The pain began in my thumbs, as if I’d hit each of them with a hammer a few days before. Within a few days, I noticed a tingling in my hands. I assumed that I’d pinched a nerve in my wrists when I increased weights at the gym.
But then I woke up one night with tingling in my right foot. By the time my internist could see me, I was experiencing intermittent pin-pricks in on the right side of my face and neck and my right ear. Sometimes my scalp on the ride side would tingle, or even hurt.
Usually it was a nuisance, and occasionally it was debilitating.
Three rounds of blood tests, an ultrasound and an MRI ruled out everything from iron poisoning, diabetic neuropathy to MS, so I was sent to a neurologist.
The neurologist put me through another series of tests and another MRI.
By the way, did you know MRIs are awful? They pound you with Teslas, and I found it to be painful, in my scalp and neck, elbows and hands. The first MRI I had done involved dye, so they could try to find out what was wrong with my brain. The nurses had a lot of trouble with the dye because my veins had collapsed from all of the blood that had been drawn over the previous few days.
I’m not sure what is worse…lying in a cramped MRI machine having a million-dollar coil fling her magnetic curses at you for 20 minutes, or having a team of nurses poke and prod and argue about whether the left side is worse than the right, and whether or not they should give up and call ‘Karen’ from upstairs to try.
I’ve learned that MRI machines are located in the basement of hospitals, and that staff intentionally try to keep the rooms cold, which I appreciate. But after undergoing the torture for 20 minutes, and then having staff fail on both arms, I was sweating profusely, which led one nurse to ask, “Are you doing okay?” to which I responded, “I suppose it could be worse”, which she must not have heard because she didn’t respond.
Someone I couldn’t see (because my head was held down by straps to the gurney and that part of me was still inside the MRI tomb), eventually managed to get the needle in my arm and the dye into my brain and they pushed me back into the machine and left me for another round.
The first MRI found nothing wrong with my brain (I have the records to prove it), but the second MRI revealed severe spinal stenosis in my neck, specifically, 5/6 and 6/7.
It’s a little unusual for someone my age who has not suffered trauma and is otherwise a “specimen of extraordinary vigor, virility and potency”, which is more or less what the nurses at Vanderbilt have told me during the protocols there which study men such as myself.
So the neurologist sent me to a neurosurgeon, who very excitedly told me how cool it was what was happening to me (my spine is growing tighter around my spinal cord, ‘pinching’ it), and why I needed surgery to avoid paralysis or death. While he was walking out of the room he mentioned that I should not fall down any stairs, get in a car accident, or otherwise expose my neck to trauma.

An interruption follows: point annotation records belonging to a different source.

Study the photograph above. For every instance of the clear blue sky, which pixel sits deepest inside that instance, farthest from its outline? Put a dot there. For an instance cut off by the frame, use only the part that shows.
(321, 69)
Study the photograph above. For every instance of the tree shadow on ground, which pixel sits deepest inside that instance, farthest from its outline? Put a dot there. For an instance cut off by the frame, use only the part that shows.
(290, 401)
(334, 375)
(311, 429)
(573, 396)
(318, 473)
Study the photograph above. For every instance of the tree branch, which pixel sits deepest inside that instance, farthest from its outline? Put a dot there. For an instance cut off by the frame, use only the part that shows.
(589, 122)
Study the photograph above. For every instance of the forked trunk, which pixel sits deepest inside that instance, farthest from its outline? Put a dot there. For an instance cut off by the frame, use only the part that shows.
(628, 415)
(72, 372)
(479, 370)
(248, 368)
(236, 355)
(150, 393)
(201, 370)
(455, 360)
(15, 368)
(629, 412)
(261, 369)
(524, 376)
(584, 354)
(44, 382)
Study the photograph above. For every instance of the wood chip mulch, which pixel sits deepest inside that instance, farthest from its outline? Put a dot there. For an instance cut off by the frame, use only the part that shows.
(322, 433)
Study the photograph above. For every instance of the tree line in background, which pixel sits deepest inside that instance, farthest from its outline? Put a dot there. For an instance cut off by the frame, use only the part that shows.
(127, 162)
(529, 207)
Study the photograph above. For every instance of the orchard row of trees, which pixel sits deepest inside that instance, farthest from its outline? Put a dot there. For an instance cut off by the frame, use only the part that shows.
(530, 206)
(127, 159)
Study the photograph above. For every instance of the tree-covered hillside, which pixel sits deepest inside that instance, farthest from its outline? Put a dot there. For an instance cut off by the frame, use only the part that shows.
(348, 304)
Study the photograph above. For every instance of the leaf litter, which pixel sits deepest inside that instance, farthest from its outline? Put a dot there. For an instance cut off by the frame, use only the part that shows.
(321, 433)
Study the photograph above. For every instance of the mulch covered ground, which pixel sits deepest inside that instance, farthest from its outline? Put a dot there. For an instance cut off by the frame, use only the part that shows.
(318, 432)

The gabapentin he prescribed has dulled the pain, so I don’t feel as though I’m being tortured by a squad of sadistic demons with pins and needles. As long as I remember to take the neuro-blocker at exactly the right time throughout the day, I can pretend as though my spine is not trying to kill me.
I can’t say how grateful I am to be alive in 2019, and with health insurance. I do admit to feeling a little less virile and vigorous these days.
I’m now doing a few weeks of physical therapy to explore the very low chances surgery will not be necessary, but otherwise I will have surgery on my spine in August.
The neurosurgeon explained with great enthusiasm how they will cut the front of my neck open and from this angle insert some plastic into my spine that he guarantees will not fail “for at least 300 years”.
I find it mildly amusing that after years of having physicians, naturopaths, know-it-alls and network marketers warn me about the dangers of drinking wine and eating good food that my most serious health issue to date is genetic.
Thank you in advance for your prayers and if the blog goes quiet after August, you’ll know why.